“Sometimes the bad guy wins”, said Walter's Grandfather.
It was something that stuck with Walter. It was true, this wasn’t the make believe world of Hollywood where the bad guys always get their comeuppance. In the real world, bad guys did win, and more often than just sometimes. Walter had seen it in the news and so often just on the city streets. The person being bad usually gets away with it while those they try to make the world better go unnoticed.

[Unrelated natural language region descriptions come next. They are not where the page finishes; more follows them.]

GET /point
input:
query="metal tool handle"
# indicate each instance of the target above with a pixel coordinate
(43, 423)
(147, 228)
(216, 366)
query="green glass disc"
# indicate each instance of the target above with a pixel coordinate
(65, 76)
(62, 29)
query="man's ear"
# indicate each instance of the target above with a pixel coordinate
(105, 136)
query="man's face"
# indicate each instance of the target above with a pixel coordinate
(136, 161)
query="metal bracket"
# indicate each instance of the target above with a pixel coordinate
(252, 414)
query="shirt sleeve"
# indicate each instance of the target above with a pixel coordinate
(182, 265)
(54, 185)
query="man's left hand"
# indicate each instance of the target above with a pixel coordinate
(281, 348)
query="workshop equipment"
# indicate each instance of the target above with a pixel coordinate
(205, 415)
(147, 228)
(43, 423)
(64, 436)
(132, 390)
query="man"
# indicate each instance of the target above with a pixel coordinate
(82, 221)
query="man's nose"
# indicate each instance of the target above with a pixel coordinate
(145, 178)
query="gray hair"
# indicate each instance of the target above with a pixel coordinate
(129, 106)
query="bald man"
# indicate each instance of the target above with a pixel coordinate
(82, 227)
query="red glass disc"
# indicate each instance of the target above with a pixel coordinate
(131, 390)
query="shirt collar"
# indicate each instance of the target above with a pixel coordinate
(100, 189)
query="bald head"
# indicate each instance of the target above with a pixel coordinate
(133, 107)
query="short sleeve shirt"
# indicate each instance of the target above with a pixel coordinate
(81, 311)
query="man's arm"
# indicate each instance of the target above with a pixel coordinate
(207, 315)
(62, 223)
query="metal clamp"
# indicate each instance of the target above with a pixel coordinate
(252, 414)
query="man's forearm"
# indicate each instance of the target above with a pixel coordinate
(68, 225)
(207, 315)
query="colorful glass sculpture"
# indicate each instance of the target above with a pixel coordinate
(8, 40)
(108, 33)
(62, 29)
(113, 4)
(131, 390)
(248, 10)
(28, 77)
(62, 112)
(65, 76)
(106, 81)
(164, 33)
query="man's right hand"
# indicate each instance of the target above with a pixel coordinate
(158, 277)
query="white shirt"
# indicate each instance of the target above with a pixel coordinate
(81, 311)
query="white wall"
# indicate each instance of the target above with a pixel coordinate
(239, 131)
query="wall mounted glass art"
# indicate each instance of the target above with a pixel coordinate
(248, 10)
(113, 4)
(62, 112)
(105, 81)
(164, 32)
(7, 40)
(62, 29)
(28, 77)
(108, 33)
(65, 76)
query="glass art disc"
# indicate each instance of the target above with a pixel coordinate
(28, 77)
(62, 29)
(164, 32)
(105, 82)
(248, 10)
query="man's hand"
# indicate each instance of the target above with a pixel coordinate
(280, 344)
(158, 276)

Walter adjusted his tie. He’d been in the waiting room for his doctor for over 35 minutes and was getting very uncomfortable. He was starting to think that his doctor was a bad guy, abusing his power to heal us by making us wait for him like a prima donna opera star. He cleared his throat and the disinterested receptionist barely looked up from her InStyle magazine. She was a cute girl but sort of lumpy in all the wrong places. Plus she chewed gum incessantly.
The room had about six uncomfortable brown chairs placed in a long row along a beige and white wallpapered wall. There was a withering fern in the corner near an end table covered in two year old magazines. Walter had flipped through them all, including the old Highlights kid’s magazine. The light overhead flickered ever so slightly with usual electrical pulse of an aging fluorescent bulb.
Walter realized his doctor was truly evil and had a sadist streak in him 20 miles long. Why else would he have told Walter about the cancer but then make him wait for forty minutes? Clearly it was because he was a dick and got off on the misery of his, “patients”.
Walter cleared his throat more aggressively and got the lumpy receptionist’s attention.
“Any idea when Dr. Death will be ready to see me”, asked Walter.
“No. He’s got a lot of early appointments that are running long”, she snapped with her gum.
Walter had arrived ten minutes early for his appointment and the waiting room was empty. No one’s mother was sitting anxiously in the corner, no child was sneezing, no old man with an oxygen tank was wheezing after the long walk from the elevator. Walter had a hard time believing the doctor was busy.
Walter slumped back in his chair. Sometimes, the bad guys do win, he thought. He picked up a four month old Time magazine and tried to fight back the tears that were welling in his eyes.